A strong theme on Taro is that good testing distinguishes a good engineer from a great one. Thinking of good test cases is not trivial, and I would like to know how the great engineers at Taro approach testing.
For example, my company is working on a program (program B, say) that picks up and validates payment requests from program A and sends them to program C, which issues payments, after which program B notifies program A that payment has been issued. I have been put in charge of thinking of test cases, with the biggest concern being duplicate payment issuing.
I have only been able to think of 8 test cases that may actually occur in the program. I have been asked to think of 20-30, and I'm finding it quite difficult to do so.
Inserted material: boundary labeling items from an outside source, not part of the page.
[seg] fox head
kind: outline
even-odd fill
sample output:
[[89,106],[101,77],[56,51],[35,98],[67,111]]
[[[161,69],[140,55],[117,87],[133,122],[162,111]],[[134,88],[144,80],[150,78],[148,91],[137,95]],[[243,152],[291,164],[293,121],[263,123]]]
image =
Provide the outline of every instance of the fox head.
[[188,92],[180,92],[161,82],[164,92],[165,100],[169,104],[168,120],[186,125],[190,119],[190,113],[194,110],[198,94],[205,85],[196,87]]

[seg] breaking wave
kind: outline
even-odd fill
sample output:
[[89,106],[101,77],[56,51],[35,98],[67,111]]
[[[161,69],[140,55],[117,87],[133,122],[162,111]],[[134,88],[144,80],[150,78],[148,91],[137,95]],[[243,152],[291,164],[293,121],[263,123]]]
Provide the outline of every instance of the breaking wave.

I've only written test cases that can occur assuming the program works as expected, i.e. in which the user does something unexpected. For example, at a certain point program B reads data from a file into the database and moves that file into a directory called "archive". I could hypothetically write test cases for the program's behaviour when the file did not successfully move to "archive", but intuitively this seems trivial.
I believe I probably am thinking about testing in the wrong way / have insufficient knowledge of testing theory. I approached it by starting with what Alex calls the "happy flow", the way the user is supposed to use the program. I then thought of multiple ways the user could mess up when using the program. My next strategy is to go through the code and see what could go wrong (a sort of "white-box" approach), but this is low-level and time-intensive, so I wanted to ensure that it is a good testing strategy. Most testing I've seen thus far has been "black box", i.e. ignore the code and just play around with different user actions.
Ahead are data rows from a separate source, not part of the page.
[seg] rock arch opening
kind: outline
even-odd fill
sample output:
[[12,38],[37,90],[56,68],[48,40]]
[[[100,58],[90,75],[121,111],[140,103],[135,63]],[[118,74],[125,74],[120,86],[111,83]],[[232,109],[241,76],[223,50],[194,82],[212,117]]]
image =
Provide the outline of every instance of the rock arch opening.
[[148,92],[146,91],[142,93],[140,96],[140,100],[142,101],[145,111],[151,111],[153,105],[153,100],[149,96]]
As always, the advice is very appreciated!
I then thought of multiple ways the user could mess up when using the program.
Another approach is to come from the perspective of a malicious user who is trying to cause as much chaos as possible to the system. A malicious user might try to use bad input, send many requests in parallel, or try to find a way to extort the system to send payments to themselves.
AI tools like Gemini or ChatGPT will be very helpful here. Can you give it the context (maybe even the code) of the program and ask it to generate 20-25 test cases?
A lot of them will be garbage, but it's likely to have a few ideas that you haven't thought of. Or they will spur ideas that you can use.